Hospital officials can take comfort in the fact that an actual data breach from a stolen laptop is relatively unlikely. “The vast majority of thefts have been for the item itself,” says Bryan Warren, a security official with Carolinas HealthCare System, a multihospital system based in Charlotte, N.C. “There are no grandiose schemes of identity theft. They just want to hock it and get the money.” So far, Carolinas HealthCare has not experienced any big security breaches.

Setting up a good mobile device security policy is not just a matter for the security and IT departments to work out. It’s actually an issue that can be handled well by a multidisciplinary committee, some hospitals have found.

At Carolinas HealthCare System, a laptop theft prevention task force was set up in October 2006 and included security, IT security, human resources, corporate compliance, HIPAA experts and insurance representatives.

“We put together a brain trust to work on how we educate staff on the dangers of unsecured electronic devices,” explains Warren.

As a result, the organization has added laptop security information to continuing education for employees in mandatory sessions on physical security and corporate compliance. Physical security personnel carry wallet cards they can give to the victim of a mobile device theft that details the steps to take to ensure the incident gets reported rapidly to the information technology department, HIPAA specialists and corporate compliance.

For St. Mary’s, the multidisciplinary group got together after the laptop theft to carry out a root-cause analysis of the case, and broadened it to analyze mobile device security in general.

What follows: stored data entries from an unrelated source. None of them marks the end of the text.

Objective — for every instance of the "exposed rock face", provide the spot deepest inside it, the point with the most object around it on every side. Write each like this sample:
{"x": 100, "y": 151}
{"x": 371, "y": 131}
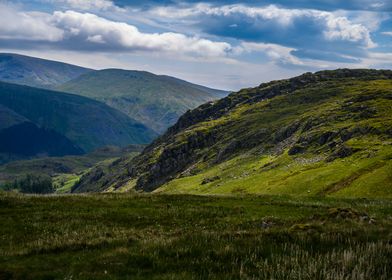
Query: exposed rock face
{"x": 208, "y": 134}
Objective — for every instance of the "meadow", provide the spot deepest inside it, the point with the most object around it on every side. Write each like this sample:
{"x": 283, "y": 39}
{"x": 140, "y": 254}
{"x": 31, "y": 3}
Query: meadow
{"x": 160, "y": 236}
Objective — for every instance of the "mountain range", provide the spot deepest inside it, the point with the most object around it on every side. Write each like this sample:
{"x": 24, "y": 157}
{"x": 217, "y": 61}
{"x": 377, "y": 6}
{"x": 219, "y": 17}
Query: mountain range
{"x": 105, "y": 107}
{"x": 78, "y": 123}
{"x": 326, "y": 133}
{"x": 36, "y": 72}
{"x": 156, "y": 101}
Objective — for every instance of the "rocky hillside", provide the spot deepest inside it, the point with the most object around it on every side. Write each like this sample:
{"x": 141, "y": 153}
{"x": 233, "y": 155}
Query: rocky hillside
{"x": 156, "y": 101}
{"x": 327, "y": 133}
{"x": 31, "y": 71}
{"x": 89, "y": 124}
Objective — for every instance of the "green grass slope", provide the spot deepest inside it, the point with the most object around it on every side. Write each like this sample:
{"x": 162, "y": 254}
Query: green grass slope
{"x": 65, "y": 171}
{"x": 131, "y": 236}
{"x": 323, "y": 134}
{"x": 156, "y": 101}
{"x": 31, "y": 71}
{"x": 88, "y": 123}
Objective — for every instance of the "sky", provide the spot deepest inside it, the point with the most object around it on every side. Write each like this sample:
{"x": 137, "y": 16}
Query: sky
{"x": 222, "y": 44}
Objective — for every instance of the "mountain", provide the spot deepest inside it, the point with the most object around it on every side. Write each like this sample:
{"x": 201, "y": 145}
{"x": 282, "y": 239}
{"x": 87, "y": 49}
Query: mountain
{"x": 31, "y": 71}
{"x": 156, "y": 101}
{"x": 327, "y": 133}
{"x": 87, "y": 123}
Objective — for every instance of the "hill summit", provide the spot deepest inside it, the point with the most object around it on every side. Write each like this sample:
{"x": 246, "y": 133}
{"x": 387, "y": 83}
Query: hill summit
{"x": 324, "y": 133}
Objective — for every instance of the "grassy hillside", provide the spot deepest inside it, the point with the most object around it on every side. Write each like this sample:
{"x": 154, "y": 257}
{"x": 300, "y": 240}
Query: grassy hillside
{"x": 156, "y": 101}
{"x": 324, "y": 134}
{"x": 124, "y": 236}
{"x": 31, "y": 71}
{"x": 87, "y": 123}
{"x": 65, "y": 171}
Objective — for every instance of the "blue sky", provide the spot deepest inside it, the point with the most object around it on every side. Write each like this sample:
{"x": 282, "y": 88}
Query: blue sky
{"x": 225, "y": 44}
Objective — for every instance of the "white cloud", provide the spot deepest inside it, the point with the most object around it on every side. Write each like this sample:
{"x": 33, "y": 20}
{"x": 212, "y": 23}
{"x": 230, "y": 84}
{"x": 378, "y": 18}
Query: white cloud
{"x": 88, "y": 5}
{"x": 89, "y": 27}
{"x": 96, "y": 33}
{"x": 335, "y": 27}
{"x": 274, "y": 52}
{"x": 33, "y": 26}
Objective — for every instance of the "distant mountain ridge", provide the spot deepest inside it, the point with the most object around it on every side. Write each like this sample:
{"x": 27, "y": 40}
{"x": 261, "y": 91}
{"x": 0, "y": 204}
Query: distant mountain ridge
{"x": 37, "y": 72}
{"x": 89, "y": 124}
{"x": 327, "y": 133}
{"x": 154, "y": 100}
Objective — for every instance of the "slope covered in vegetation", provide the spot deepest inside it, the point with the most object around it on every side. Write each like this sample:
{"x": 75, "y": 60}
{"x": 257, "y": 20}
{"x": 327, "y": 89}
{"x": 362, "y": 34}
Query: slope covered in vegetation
{"x": 32, "y": 71}
{"x": 127, "y": 236}
{"x": 327, "y": 133}
{"x": 89, "y": 124}
{"x": 156, "y": 101}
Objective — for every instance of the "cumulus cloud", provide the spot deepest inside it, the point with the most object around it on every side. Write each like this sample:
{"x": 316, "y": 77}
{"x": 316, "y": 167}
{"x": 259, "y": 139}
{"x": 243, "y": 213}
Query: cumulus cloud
{"x": 75, "y": 30}
{"x": 90, "y": 5}
{"x": 32, "y": 26}
{"x": 275, "y": 52}
{"x": 261, "y": 20}
{"x": 94, "y": 29}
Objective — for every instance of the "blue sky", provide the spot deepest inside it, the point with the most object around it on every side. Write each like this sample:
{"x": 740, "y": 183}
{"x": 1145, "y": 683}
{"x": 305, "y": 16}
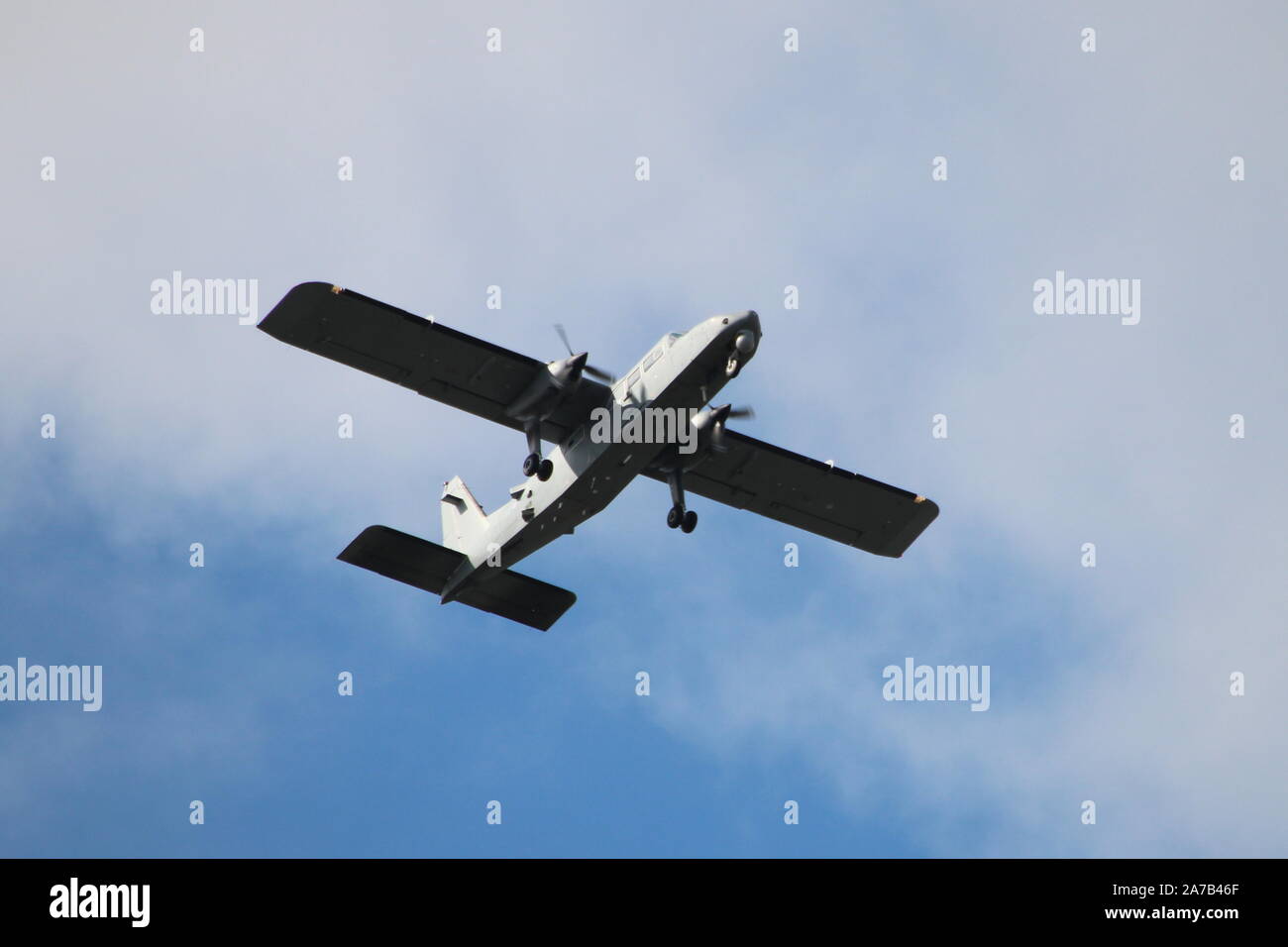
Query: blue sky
{"x": 768, "y": 169}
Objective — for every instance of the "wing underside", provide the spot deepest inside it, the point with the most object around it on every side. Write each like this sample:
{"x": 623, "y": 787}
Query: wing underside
{"x": 430, "y": 360}
{"x": 810, "y": 495}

“We learned that while our focus is providing the best patient care possible, there’s a balance between having data at your fingertips and the security of that patient information,” Gelrud says. Among the changes made as a result: making an inventory of every visible piece of technology, physically securing laptops that don’t need to be mobile and reducing the amount of sensitive data kept on laptops unnecessarily. One more safeguard: St. Mary’s is now requiring password protection on mobile devices that have sensitive data.

Planning ahead for the loss of a device is vital, Warren says. He suggests having a Web site designed and ready to go up that details information for the public, and establishing a relationship with a credit reporting service ahead of time. “The time for creative thinking is not on the spot when you find out it happens,” he advises. “Have data breach policies ready to go.”

By Jan Greene, an Alameda, Calif.-based freelance writer.

Specific ways to secure sensitive data:

  • Educate employees about data security and how to secure a mobile device;
  • Encrypt patient data and use password protection on devices;
  • Keep sensitive data on a network and not on a laptop’s hard drive; and
  • Consider using mobile-specific security products that can track a stolen laptop’s location as soon as it is turned on.